Deszcz-Pan, M., Finn, C.M. and Anderson, E., 2008, Helicopter Electromagnetic and Magnetic Surveys over Volcanoes – Resolution Analysis; EOS Trans. AGU, 88(52), Fall Meet. Suppl., Abstract NS31A-0153
Helicopter Electromagnetic and Magnetic Surveys over Volcanoes – Resolution Analysis; EOS Trans. AGU, 88(52), Fall Meet. Suppl., Abstract NS31A-0153
Helicopter electromagnetic (HEM) and magnetic surveys over Mt. Adams, Mt. Baker and Mt. Rainier volcanoes were conducted to map altered zones to aid in volcano hazards assessments. As the three volcanoes are covered with ice and have highly magnetic rocks with electrical resistivities spanning several orders of magnitude, inversion of electromagnetic (EM) data to meaningful resistivity values included magnetic susceptibility and dielectric properties of rocks in addition to the standard resistivity vs. thickness parameters. The sensitivity of the HEM data to the approximate conditions on the volcano was examined in order to constrain the inversion. The responses of simple two-layer electrical property models representing the resistivity structure of the volcano were calculated over the full range of HEM frequencies. In all models the top layer resistivity of 106 ohm-m represented dry altered rocks, fresh volcanic rocks or ice.

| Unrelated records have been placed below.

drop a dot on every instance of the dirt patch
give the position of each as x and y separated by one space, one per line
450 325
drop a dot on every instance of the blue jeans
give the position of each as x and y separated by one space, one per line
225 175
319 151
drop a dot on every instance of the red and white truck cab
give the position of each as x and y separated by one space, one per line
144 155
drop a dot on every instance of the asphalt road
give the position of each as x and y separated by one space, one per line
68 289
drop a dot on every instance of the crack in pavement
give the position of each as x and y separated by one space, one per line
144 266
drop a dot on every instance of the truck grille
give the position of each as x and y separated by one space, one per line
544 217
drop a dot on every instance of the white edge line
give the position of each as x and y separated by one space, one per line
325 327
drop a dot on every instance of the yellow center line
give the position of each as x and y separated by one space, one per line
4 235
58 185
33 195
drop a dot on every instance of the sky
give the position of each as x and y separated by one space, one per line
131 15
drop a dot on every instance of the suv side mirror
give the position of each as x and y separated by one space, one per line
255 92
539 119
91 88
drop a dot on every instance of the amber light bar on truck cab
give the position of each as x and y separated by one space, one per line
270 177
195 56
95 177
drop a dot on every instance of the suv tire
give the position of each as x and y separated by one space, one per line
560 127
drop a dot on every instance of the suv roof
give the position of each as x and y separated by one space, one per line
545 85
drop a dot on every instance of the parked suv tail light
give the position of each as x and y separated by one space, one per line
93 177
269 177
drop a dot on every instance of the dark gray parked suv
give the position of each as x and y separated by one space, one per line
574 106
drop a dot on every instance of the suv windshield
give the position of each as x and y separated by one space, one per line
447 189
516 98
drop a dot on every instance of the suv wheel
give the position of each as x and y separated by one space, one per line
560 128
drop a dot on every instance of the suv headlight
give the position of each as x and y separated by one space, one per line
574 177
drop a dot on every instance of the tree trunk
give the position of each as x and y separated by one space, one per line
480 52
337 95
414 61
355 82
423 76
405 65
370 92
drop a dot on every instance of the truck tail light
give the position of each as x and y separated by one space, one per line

The top layer thickness, bottom layer resistivity, magnetic susceptibility and dielectric permittivity of both layers were varied and the HEM system ppm response was compared to the detectability threshold set at 5 ppm. The HEM system ppm response was modeled at 50 m above ground which was close to the average Mt. Adams survey elevation. The calculations showed that ppm response for a 10 ohm-m bottom layer, representing wet altered rocks, is above 5 ppm up to depths of 200 m indicating that the top of the low resistivity layer could be detected up to this depth. The results showed that the basement resistivities above 1000 ohm-m below 30 m overburden will not be well resolved. The effect of magnetic susceptibility and dielectric permittivity on the measured Hz fields was evaluated for the case of a 30 m thick top layer overlying a 1000 ohm-m bottom layer – a model chosen because it is close to the resolution limit of the system. The susceptibility of 0.025 SI strongly influences the in-phase component by lowering its value by a few ppm along the whole spectrum of frequencies, but has less influence on quadrature response. The in- phase and quadrature of the Hz component calculated for varying relative dielectric permittivity showed that for this resistive model only the highest frequencies, above 10 kHz, are influenced by the dielectric properties of the model, and only for the case of high water permittivity.